Wyobraźmy sobie, że ty i ja polecieliśmy na planetę na wielkim kosmicznym jesionie, który lokalne stado bezmyślnych nazywa „Ziemią”. Chcielibyśmy jakoś wycisnąć tę planetę od miejscowych, ale z pewnych powodów nie chcemy opuszczać naszych pepelatów. Co powinniśmy zrobić?

W takiej sytuacji roboty świetnie by sobie radziły z tubylcami, na przykład te same roboty-psy, co dobrze widać w najnowszej serii FOX „War of the Worlds”:

Image
Image

Jednak z psami-robotami jest pewien problem: jeśli zostaną wyładowane z pepelatów w dużych ilościach, miejscowi zaczną strzelać do psów. Wtedy będziemy musieli się rozładować i rozwiązać problem. Ale, jak zauważono powyżej, jesteśmy albo rozładowani, albo zepsuci, albo środowisko nie jest jeszcze odpowiednie.
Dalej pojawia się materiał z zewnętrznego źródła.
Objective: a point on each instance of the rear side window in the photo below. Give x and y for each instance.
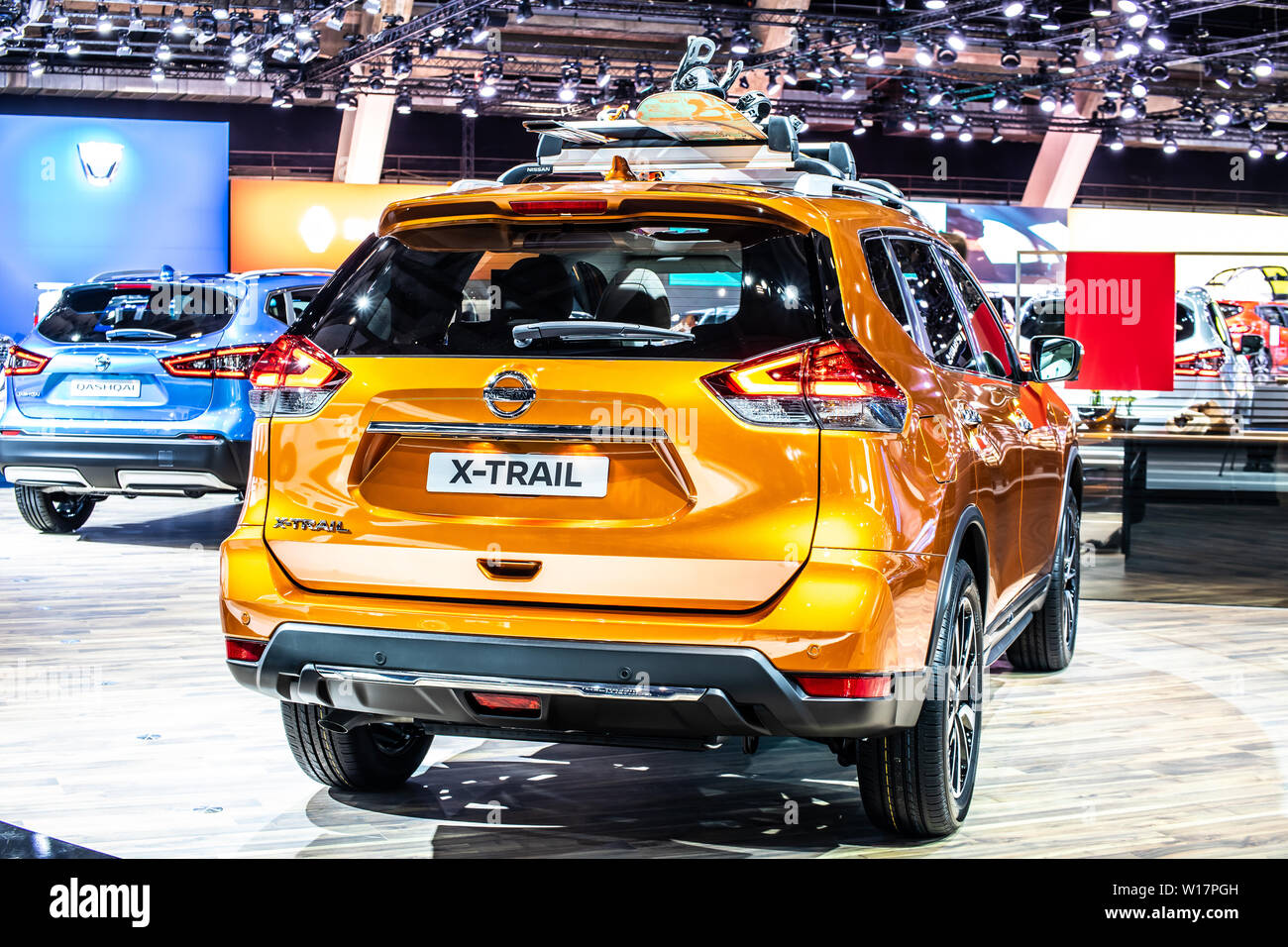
(995, 354)
(683, 289)
(138, 311)
(885, 279)
(935, 304)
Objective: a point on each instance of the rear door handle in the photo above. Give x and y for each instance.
(510, 570)
(966, 414)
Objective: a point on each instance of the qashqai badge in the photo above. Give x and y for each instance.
(509, 393)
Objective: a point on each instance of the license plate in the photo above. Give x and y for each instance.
(519, 474)
(104, 388)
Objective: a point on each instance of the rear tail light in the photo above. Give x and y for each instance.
(244, 648)
(22, 363)
(227, 363)
(1205, 364)
(845, 685)
(831, 384)
(294, 377)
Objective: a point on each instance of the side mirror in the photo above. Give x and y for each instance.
(1055, 357)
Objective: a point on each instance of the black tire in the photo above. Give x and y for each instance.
(1047, 643)
(376, 757)
(53, 512)
(919, 781)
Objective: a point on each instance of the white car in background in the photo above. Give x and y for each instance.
(1207, 365)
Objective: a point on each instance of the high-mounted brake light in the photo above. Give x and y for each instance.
(845, 685)
(831, 384)
(232, 363)
(1206, 364)
(566, 206)
(22, 363)
(294, 376)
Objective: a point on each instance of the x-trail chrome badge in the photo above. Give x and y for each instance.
(310, 525)
(509, 393)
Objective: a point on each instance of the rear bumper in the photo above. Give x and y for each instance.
(123, 464)
(597, 690)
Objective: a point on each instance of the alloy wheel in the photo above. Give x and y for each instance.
(964, 697)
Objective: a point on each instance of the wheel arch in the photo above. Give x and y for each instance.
(969, 544)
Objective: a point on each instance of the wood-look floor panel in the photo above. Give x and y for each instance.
(121, 732)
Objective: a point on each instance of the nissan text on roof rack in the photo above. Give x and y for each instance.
(682, 433)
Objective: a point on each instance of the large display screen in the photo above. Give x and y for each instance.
(81, 196)
(307, 223)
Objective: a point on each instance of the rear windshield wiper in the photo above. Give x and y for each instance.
(137, 333)
(595, 331)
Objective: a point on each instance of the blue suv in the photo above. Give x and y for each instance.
(137, 384)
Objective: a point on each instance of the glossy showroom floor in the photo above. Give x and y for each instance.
(121, 733)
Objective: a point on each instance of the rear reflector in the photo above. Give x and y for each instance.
(294, 376)
(841, 685)
(541, 208)
(22, 363)
(507, 702)
(244, 650)
(832, 384)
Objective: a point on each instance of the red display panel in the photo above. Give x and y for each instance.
(1122, 308)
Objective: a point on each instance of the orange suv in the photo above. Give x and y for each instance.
(655, 464)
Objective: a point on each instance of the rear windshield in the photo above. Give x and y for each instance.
(134, 312)
(709, 290)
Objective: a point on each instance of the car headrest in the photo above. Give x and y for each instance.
(535, 287)
(635, 295)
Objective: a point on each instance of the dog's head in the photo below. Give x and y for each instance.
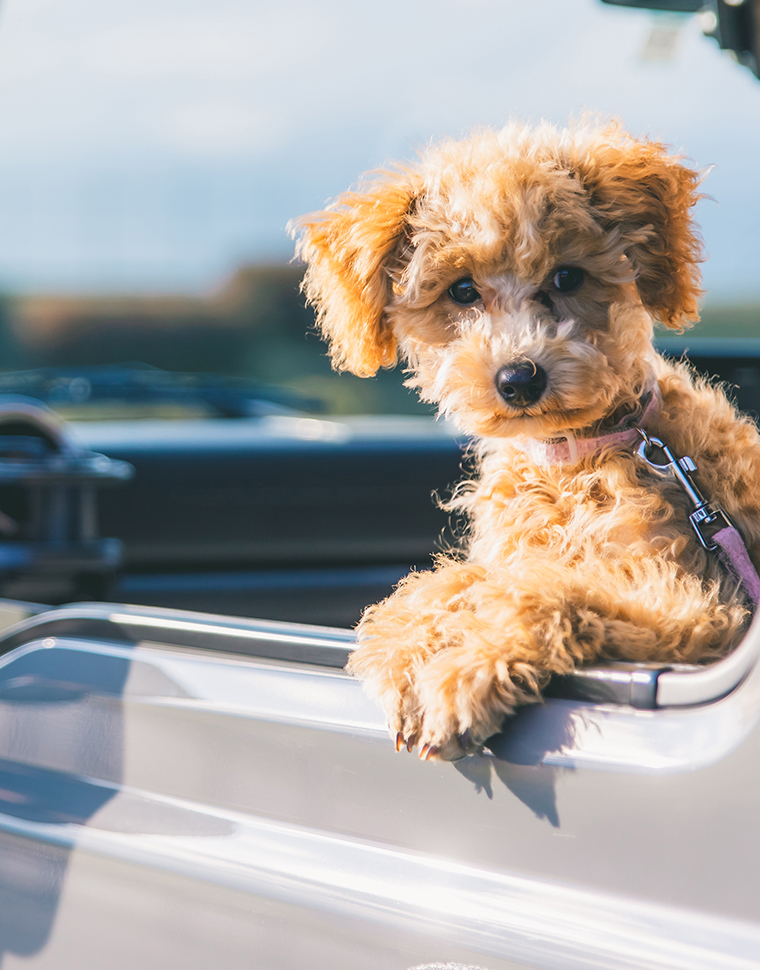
(517, 272)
Jakie jest alternatywne rozwiązanie problemu?

Rozwiązanie jest bardzo proste: sprawić, by Aborygeni, pozbawieni psychiki, bardzo kochali nasze psy, postrzegając je jako część krajobrazu. Aby to zrobić, należy nauczyć tubylców, aby sami produkowali naszych czworonożnych żołnierzy, po drodze wpajając im przekonanie, że oni sami są tacy sprytni i myślą o wszystkim.

Oznacza to, że w ciągu około 40 lat nauczyliśmy się nitować procesory nie za 20000 tranzystorów, ale za 20 miliardów, a jednocześnie wymyślili sztuczną inteligencję, nad której rozwojem my, właściciele pepelatów, spędziliśmy ponad tysiąc lat.

Oto proste i oczywiste rozwiązanie, które wydaje się teraz robić Boston Dynamics. Teraz psy zostaną przetestowane, a potem zaczną je tysiące nitować, po czym przejdą do produkcji „żelaznych ludzi”. A kiedy zostanie wyprodukowana wystarczająca ich liczba, wyjaśniają komu KU i kto tu rządzi, więc śledzimy rozwój wydarzeń.